Our protocol is significant, as it expands on current methods of producing a biodegradable, naturally-occurring biomaterial. Our method emphasizes production of reproducible bacterial cellulose spheres. The main advantage of this technique is the ease of access to the necessary materials:sugar, water, tea, vinegar, bacterial culture starter, a baffle flask, and an orbital shaker.
Someone performing this technique for the first time may not be able to correctly identify the spheres and remove irregular bacterial cellulose masses. We have demonstrated these steps in the video, but do not be discouraged if it does not work the first time. Visual demonstration of this method is usually helpful for researchers to visualize what the sizes, amounts, and shapes of bacterial cellulose masses are preferred and not preferred.

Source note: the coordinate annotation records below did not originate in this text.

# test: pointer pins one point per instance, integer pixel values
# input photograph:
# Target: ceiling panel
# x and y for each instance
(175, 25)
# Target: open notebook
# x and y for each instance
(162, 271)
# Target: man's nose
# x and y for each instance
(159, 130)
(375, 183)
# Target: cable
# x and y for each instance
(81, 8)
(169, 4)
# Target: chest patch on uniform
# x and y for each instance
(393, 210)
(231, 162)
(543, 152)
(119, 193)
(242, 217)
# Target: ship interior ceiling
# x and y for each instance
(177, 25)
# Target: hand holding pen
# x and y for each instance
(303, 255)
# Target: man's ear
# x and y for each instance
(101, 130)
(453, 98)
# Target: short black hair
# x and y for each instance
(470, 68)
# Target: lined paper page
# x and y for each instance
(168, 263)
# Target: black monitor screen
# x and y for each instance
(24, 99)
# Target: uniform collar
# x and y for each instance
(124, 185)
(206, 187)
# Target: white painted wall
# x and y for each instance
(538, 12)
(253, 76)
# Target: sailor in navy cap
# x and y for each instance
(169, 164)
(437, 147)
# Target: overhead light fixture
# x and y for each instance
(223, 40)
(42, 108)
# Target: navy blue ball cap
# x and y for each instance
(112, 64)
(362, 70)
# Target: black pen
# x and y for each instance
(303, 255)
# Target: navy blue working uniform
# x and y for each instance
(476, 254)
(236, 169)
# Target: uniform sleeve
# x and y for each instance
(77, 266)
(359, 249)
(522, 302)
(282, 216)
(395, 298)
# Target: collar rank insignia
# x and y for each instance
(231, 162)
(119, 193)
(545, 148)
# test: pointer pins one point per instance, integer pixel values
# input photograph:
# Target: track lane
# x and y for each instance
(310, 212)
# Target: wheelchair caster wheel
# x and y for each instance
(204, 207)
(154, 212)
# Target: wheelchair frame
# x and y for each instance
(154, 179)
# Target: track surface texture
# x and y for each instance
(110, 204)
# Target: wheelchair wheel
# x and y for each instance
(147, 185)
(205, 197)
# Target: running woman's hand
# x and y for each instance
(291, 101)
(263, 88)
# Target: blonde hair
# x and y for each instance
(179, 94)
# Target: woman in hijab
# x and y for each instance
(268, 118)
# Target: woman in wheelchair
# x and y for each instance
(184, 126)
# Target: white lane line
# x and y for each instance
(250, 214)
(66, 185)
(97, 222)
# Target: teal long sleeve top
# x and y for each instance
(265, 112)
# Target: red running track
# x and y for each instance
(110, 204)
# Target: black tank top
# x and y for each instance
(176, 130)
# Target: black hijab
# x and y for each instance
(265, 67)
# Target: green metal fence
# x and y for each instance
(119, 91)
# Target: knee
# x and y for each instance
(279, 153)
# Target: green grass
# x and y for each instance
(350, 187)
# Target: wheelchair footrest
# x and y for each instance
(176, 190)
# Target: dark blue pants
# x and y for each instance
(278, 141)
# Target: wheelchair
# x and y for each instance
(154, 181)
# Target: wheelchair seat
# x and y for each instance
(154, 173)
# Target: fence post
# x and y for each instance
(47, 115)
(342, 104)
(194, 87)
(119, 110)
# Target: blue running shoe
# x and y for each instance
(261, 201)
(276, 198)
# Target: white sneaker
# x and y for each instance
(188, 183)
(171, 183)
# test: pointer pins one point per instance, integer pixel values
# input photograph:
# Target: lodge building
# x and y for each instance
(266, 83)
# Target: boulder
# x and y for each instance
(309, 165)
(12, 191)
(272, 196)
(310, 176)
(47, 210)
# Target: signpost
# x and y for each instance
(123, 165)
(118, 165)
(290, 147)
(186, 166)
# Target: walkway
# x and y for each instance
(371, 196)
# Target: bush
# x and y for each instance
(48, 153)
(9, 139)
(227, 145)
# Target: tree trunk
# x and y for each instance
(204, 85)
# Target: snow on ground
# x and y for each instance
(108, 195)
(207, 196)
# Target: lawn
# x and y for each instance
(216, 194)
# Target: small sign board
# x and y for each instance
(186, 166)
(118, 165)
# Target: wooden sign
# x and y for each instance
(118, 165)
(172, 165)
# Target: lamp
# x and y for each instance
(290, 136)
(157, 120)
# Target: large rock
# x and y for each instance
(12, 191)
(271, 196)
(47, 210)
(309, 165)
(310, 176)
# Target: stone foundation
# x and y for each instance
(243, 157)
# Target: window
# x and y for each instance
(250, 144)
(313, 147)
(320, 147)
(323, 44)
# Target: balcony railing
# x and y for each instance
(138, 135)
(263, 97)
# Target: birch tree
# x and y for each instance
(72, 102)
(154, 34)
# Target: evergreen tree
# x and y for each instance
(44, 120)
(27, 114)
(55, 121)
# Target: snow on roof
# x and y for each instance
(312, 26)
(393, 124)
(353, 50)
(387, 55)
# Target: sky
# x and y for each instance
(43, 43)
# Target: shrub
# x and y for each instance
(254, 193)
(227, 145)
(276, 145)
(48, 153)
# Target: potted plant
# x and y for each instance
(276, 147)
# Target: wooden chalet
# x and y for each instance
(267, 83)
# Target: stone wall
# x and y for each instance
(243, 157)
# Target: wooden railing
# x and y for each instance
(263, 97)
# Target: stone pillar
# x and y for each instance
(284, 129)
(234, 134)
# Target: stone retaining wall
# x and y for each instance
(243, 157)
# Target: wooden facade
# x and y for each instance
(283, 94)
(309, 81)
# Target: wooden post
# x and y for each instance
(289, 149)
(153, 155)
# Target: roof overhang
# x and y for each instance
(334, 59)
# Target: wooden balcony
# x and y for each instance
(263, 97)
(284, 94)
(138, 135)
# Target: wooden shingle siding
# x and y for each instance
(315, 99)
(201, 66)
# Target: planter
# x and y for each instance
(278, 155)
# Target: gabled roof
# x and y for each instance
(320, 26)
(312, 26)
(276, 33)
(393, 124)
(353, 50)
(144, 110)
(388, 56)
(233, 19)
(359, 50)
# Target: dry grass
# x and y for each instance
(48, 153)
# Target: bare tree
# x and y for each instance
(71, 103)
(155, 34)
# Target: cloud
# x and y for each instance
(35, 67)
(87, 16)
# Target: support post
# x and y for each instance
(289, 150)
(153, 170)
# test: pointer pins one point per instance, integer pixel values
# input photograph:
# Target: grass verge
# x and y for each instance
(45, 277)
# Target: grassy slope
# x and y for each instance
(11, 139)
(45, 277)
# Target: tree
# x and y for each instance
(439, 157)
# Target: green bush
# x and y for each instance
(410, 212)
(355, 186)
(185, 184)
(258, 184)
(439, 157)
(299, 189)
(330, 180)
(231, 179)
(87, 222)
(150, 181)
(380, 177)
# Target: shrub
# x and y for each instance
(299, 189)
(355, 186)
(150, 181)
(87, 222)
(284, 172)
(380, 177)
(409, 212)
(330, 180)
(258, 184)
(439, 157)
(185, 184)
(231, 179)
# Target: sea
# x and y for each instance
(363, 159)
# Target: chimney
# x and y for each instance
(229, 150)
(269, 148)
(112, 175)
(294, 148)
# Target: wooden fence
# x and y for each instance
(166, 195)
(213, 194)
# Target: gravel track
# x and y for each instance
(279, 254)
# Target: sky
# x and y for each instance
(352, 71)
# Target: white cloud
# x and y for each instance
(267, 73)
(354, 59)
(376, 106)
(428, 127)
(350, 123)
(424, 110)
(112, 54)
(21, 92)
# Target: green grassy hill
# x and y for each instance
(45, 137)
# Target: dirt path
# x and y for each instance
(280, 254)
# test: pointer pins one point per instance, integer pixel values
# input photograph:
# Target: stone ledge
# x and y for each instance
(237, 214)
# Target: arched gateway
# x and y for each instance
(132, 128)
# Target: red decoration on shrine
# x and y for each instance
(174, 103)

Begin by boiling 350 milliliters of deionized water using a tea kettle. Then transfer the hot water to a 500 milliliter beaker. Use heat protection gloves, and make sure that the glass bar can withstand the boiling water temperatures.
Completely dissolve 42.5 grams of granulated sucrose into the hot water using a stir rod. Steep a bag with 2.54 grams of black tea in the flask containing sucrose solution for one hour. Remove the tea bag with the stir rod without breaking it open, and dispose of it in the trash.
Add 100 milliliters of distilled white vinegar to the beaker, and thoroughly stir the mixture. Transfer 80 milliliters of the prepared acidic tea mixture to a 250 milliliter baffled flask, and allow that to mixture to cool to 20 to 25 degrees Celsius. Add 20 milliliters of microbial starter culture liquid to the baffled flask when the liquid is at room temperature, and cover the flask with Parafilm.
Place the baffled flask on an orbital shake table, and allow it to shake at 125 rotations per minute for three days at 20 to 25 degrees Celsius to produce BC spheres. Remove unwanted BC masses of nonspherical shapes with tweezers to prevent further irregular BC masses from forming. Once the BC spheres have formed, gently pour them from the flask for further use.
In this protocol, the BC spheres showed a high growth rate for the first 48 hours of culture, and the size remained constant after reaching a maximum. The BC spheres started to form tendrils around the eighth day of culture. The size distribution of spheres after encapsulation of solid contaminants like biochar, polymer beads, and mine waste was tested.
It was observed that the addition of solids to the BC spheres does have a consistent effect on sphere size or frequency. The orbital shaking speed, ambient temperature, and formation of irregular particles seem to be the main factors that affect shape, size, and frequency of spherical particles. It was noticed that too high of a room temperature or improper removal of irregular masses changed the shape of an intact BC sphere to stellate particles or stringy clumps.
To determine the fraction of encapsulated solids in the BC spheres, a thermal gravimetric analysis was done. Thermal and microscopic evaluation together confirmed the effective encapsulation of solid particles within BC spheres. The differential TGA profile of plane BC appeared in nearly identical magnitudes with the BC with polystyrene beads.
However, an additional peak corresponding to thermal decomposition of polystyrene beads was observed. It is most important to add the microbial starter culture when the tea has cooled down to room temperature. Additionally, we must ensure the culture has active and healthy organisms.
This method can be used for contaminant removal in environmental remediation. The spheres can also be utilized for controlled release of a substance of interest. This technique enables us to encapsulate environmental materials within bacterial cellulose spheres.
This may be useful for a biodegradable controlled release or remediation platforms.